When complications are detected on imaging, intervention is usually delayed until a week or longer after diagnosis and is reserved for fluid collections with mature cyst walls that do not resolve spontaneously or pancreatic necrosis with associated infection.
While the optimal timing of imaging is unclear, it is generally recommended that the optimal timing of imaging for patients with persistent symptoms or fever to be after 48 to 72 hours of medical management.
Boarding times in the ED seldom approach these thresholds, so CT or MR imaging is not typically indicated in the ED for the patient with an established diagnosis of acute pancreatitis.
Hazards of Imaging Patients with Acute Pancreatitis
A recent retrospective study at an academic hospital found that over half of all patients presenting to the ED with acute pancreatitis underwent CT imaging in the first 24 hours of admission; the vast majority of these patients had a clear diagnosis of acute pancreatitis without this imaging. Other studies have also demonstrated increasing rates of early or ED-based imaging of acute pancreatitis nationwide.
Projections of radiation risk are dependent on many factors, but modeling predicts a number needed to harm of roughly 1,000 abdomen/pelvis CT exposures in healthy 40-year-old patients for each radiation-induced cancer.
Detection of clinically insignificant lesions elsewhere in the abdomen that require additional invasive testing or repeat imaging (so-called incidentalomas) confers additional risk to the patient and draws excess resources and cost from the health care system.
While early CT or MR imaging may be occasionally necessary in very ill patients or in cases where there is diagnostic uncertainty, routine imaging is seldom useful and potentially harmful. Be judicious with the radiation exposure risk of excess CT imaging.
- CT/MR imaging is not indicated for assessment of clear-cut acute pancreatitis in the ED.
- Serum lipase levels are unreliable in patients with chronic or intermittent pancreatitis.
- Excess imaging carries real risk to the patient.
- Consider cross-sectional imaging (CT and MRI) to assess for nonpancreatic causes of abdominal pain if the diagnosis is unclear.
- CT or MR imaging are primarily used to detect complications of acute pancreatitis.
- Optimal timing for imaging patients with acute pancreatitis with persistent symptoms or fever is after 48 to 72 hours of medical management.
References / Suggested Readings
- Bharwani N, Patel S, Prabhudesai S, et al. Acute pancreatitis: The role of imaging in diagnosis and management. Clin Radiol. 2011;66:164–175.
- Dachs RJ, Sullivan L. Does early ED CT scanning of afebrile patients with first episodes of acute pancreatitis ever change management? Emerg Radiol. 2015;22:239–243.

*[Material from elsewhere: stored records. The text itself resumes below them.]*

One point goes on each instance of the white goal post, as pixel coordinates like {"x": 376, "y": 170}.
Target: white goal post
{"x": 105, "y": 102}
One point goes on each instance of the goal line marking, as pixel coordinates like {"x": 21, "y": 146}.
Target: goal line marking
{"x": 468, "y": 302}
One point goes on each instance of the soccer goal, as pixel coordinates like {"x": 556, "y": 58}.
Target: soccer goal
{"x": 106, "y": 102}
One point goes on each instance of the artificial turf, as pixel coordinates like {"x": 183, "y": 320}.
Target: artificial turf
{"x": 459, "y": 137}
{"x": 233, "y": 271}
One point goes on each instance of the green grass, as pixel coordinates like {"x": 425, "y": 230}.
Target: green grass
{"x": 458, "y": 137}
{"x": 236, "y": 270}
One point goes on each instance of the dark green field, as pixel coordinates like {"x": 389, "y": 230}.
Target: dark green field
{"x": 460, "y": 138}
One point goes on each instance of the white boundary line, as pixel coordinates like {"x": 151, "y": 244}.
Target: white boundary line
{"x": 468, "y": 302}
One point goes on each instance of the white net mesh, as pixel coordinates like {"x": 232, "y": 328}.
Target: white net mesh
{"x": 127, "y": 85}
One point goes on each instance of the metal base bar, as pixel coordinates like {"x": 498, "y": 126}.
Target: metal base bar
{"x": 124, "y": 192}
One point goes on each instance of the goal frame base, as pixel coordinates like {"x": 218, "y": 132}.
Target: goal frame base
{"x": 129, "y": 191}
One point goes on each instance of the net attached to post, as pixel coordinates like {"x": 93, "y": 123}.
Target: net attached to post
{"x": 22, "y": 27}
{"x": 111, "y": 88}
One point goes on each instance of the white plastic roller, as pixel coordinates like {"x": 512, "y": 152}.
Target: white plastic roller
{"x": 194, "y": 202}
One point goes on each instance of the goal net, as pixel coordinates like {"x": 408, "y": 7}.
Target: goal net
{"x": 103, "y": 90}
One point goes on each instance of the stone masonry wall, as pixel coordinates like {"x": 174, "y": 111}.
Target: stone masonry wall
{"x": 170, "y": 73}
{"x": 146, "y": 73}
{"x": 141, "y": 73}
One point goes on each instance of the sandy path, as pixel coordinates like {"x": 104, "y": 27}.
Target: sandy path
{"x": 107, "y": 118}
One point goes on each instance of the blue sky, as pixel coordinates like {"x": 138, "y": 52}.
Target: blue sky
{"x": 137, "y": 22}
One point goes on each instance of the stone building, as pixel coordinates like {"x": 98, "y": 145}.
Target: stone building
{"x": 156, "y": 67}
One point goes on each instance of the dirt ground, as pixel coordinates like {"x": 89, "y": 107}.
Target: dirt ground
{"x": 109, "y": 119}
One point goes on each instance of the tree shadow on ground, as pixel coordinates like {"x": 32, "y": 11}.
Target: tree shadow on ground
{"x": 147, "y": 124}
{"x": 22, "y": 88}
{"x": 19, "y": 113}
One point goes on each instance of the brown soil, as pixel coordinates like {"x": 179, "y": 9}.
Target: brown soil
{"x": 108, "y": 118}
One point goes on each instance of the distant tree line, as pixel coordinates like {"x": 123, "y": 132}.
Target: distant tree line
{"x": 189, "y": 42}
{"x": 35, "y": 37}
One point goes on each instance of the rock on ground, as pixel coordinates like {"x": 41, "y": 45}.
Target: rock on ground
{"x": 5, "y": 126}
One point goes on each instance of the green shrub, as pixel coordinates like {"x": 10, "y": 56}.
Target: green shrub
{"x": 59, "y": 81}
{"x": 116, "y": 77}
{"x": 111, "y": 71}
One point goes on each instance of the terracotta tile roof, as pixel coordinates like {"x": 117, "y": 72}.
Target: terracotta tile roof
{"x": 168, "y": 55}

- Shinagare AB, Ip IK, Raja AS, et al. Use of CT and MRI in emergency department patients with acute pancreatitis. Abdom Imaging. 2015;40:272–277.
- Smith-Bindman R, Lipson J, Marcus R, et al. Radiation dose associated with common computed tomography examinations and the associated lifetime attributable risk of cancer. Arch Intern Med. 2009;169:2078–2086.
- Tenner S, Baillie J, DeWitt J, et al. American College of Gastroenterology guideline: Management of acute pancreatitis. Am J Gastroenterol. 2013;108:1400–1415.